Shrewpost 10: previews

 

I’m wiped out. Yet another last minute adjustment has thrown 4.5 back in flux. The Petruchio tantrum – which we tried Friday at first preview – wasn’t right. At rehearsal Saturday I begged Ceal to give me a line reading for it. “Just tell me what you want! Give me a result and I’ll try to get there!”. But she’d never do that. Sunday matinee, I just marked it, trying to get from the beginning to the end of the scene. Ceal told me afterwards I had nailed it. Few performances of mine have felt as “un-nailed” as that one did. But what do I know?

With some shows, you enter previews feeling confident you’ve got something. With others, you enter with a dark suspicion that things are amiss. With this one, I haven’t a clue. I’ve been so immersed in Kate that I can’t speak with any authority about the rest of it. Friday night felt very lively and exciting. Saturday felt tired. And Sunday I was depressed, but tried to shake it off and got a supportive note after. There are parts of it which are a joy to play. Other parts still feel like frightening, unknown territory.

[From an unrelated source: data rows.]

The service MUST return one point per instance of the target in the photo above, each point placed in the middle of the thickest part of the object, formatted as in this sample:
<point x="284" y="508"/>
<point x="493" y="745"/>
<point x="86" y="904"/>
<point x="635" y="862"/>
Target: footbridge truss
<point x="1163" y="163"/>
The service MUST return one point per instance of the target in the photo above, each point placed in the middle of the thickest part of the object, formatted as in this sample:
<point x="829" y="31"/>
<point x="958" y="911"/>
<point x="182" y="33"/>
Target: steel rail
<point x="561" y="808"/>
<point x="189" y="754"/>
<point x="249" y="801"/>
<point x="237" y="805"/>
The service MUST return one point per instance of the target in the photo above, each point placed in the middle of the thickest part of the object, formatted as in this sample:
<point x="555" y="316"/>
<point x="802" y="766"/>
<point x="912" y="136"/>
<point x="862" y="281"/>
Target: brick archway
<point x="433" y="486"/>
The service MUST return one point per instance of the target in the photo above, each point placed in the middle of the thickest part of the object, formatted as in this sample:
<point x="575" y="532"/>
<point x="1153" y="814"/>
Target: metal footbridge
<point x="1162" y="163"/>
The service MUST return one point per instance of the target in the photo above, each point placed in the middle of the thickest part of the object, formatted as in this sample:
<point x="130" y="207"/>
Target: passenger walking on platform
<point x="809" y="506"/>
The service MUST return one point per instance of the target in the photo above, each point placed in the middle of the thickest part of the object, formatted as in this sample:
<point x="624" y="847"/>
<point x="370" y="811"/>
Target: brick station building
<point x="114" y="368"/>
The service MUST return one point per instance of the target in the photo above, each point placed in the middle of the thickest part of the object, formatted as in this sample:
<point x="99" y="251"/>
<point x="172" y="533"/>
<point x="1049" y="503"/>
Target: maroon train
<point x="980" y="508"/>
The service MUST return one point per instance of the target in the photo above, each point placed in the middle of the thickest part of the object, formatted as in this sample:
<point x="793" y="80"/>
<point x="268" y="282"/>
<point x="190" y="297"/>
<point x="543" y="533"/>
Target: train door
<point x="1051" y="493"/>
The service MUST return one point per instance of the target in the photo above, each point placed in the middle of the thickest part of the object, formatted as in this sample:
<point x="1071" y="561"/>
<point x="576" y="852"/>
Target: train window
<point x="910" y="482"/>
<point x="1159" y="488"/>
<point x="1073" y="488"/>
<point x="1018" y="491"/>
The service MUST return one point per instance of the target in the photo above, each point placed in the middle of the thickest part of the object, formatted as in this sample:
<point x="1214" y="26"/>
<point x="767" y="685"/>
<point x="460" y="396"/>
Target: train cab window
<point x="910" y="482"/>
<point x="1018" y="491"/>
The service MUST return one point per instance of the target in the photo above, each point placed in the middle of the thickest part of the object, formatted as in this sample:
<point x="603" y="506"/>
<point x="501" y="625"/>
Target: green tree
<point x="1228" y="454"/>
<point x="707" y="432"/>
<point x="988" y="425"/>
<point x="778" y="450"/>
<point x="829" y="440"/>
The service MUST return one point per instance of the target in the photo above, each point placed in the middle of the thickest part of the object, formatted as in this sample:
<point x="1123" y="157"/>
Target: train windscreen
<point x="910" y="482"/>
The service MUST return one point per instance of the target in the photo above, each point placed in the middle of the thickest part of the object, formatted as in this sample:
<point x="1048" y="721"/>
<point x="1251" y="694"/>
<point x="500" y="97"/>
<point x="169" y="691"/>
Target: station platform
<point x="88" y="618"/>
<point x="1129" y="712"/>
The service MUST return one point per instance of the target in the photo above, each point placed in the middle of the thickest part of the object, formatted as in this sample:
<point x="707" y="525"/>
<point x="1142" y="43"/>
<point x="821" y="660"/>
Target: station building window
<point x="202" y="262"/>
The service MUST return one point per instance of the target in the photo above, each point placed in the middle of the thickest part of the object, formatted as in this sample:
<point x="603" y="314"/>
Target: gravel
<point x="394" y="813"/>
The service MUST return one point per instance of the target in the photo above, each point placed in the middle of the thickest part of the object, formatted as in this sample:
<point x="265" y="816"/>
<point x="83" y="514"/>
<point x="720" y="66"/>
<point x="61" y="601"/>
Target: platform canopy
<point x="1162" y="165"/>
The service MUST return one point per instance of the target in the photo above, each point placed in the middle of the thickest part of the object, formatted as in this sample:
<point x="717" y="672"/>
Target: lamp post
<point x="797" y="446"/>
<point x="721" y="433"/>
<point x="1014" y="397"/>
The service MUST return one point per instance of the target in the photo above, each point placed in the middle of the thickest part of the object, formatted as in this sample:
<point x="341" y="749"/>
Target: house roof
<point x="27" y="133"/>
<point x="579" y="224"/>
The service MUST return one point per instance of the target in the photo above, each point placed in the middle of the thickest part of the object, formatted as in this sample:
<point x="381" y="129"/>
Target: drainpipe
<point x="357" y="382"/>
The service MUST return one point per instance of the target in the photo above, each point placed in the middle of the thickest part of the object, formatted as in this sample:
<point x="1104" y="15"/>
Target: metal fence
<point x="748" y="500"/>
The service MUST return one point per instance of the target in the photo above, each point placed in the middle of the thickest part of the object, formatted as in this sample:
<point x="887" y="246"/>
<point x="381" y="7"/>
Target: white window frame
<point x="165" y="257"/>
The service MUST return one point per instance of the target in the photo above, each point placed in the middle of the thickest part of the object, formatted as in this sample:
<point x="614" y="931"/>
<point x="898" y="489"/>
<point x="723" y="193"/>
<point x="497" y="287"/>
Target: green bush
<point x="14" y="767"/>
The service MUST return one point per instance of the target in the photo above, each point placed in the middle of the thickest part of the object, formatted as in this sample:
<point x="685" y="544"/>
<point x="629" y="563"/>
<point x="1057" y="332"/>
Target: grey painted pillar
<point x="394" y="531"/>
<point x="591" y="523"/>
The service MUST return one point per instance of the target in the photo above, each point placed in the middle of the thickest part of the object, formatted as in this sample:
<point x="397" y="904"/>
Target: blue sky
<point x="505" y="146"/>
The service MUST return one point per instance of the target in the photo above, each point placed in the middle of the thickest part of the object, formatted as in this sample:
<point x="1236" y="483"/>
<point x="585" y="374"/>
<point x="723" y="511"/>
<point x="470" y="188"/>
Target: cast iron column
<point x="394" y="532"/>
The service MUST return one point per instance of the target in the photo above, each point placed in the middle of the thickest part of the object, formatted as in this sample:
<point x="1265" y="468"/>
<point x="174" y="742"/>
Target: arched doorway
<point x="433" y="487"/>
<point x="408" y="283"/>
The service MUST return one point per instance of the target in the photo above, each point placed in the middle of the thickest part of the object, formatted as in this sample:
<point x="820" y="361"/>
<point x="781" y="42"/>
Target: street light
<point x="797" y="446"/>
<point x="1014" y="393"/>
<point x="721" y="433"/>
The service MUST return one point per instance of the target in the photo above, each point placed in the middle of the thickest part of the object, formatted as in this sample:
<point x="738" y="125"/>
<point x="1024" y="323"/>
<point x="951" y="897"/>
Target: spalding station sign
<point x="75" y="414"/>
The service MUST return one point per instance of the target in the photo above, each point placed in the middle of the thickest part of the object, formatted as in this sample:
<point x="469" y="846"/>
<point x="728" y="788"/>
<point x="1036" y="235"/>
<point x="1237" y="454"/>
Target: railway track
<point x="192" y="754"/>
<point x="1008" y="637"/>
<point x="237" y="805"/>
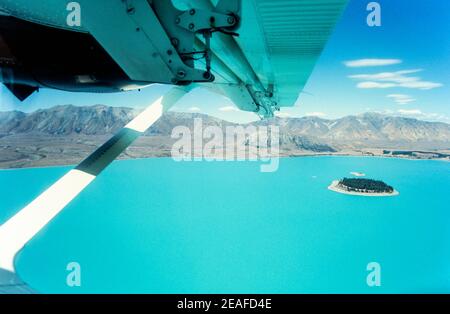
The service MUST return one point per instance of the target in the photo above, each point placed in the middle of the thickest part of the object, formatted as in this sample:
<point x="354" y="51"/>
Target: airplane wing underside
<point x="282" y="41"/>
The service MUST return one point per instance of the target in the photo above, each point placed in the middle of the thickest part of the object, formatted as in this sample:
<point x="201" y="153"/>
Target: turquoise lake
<point x="160" y="226"/>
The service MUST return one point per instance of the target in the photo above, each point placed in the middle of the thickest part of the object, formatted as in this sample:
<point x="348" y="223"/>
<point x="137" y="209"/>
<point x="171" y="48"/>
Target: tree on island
<point x="365" y="185"/>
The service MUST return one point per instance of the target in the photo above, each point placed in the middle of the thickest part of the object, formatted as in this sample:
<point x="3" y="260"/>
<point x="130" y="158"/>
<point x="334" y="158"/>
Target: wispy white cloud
<point x="371" y="62"/>
<point x="369" y="85"/>
<point x="194" y="109"/>
<point x="394" y="79"/>
<point x="401" y="99"/>
<point x="228" y="108"/>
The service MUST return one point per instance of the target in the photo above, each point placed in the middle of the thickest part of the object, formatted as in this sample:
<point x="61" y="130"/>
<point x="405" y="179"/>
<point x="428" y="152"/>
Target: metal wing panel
<point x="283" y="39"/>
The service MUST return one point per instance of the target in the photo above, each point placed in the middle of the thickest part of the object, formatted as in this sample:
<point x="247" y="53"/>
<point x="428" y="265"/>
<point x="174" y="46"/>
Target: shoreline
<point x="281" y="157"/>
<point x="335" y="188"/>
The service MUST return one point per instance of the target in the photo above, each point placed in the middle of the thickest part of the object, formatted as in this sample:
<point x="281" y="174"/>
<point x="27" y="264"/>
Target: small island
<point x="363" y="187"/>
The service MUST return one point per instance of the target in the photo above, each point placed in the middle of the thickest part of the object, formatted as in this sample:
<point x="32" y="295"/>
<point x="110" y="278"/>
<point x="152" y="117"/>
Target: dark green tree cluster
<point x="366" y="185"/>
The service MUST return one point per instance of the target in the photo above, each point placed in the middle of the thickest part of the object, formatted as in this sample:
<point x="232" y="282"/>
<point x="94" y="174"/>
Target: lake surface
<point x="159" y="226"/>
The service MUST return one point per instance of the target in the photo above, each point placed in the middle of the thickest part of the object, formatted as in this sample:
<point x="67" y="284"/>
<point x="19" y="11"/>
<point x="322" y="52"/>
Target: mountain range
<point x="65" y="134"/>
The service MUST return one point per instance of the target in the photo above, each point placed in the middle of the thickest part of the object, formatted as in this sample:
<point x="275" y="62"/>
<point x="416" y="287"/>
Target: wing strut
<point x="22" y="227"/>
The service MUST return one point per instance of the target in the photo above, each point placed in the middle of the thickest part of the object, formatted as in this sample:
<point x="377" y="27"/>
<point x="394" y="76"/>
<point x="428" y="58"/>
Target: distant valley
<point x="66" y="134"/>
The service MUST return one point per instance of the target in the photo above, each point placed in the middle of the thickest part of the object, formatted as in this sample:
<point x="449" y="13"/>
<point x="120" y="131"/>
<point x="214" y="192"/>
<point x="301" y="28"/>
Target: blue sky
<point x="411" y="48"/>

And my general glower has returned. It landed on me with a thud Sunday morning and was bolstered by aggravating notes before the show. I can’t tell anymore what part of my experience is my own, what part is Kate’s and what part arises from working a really difficult character.

My Mom sent me a book called When Things Fall Apart by Pema Chodron. Apt title. There is some wisdom and solace in it.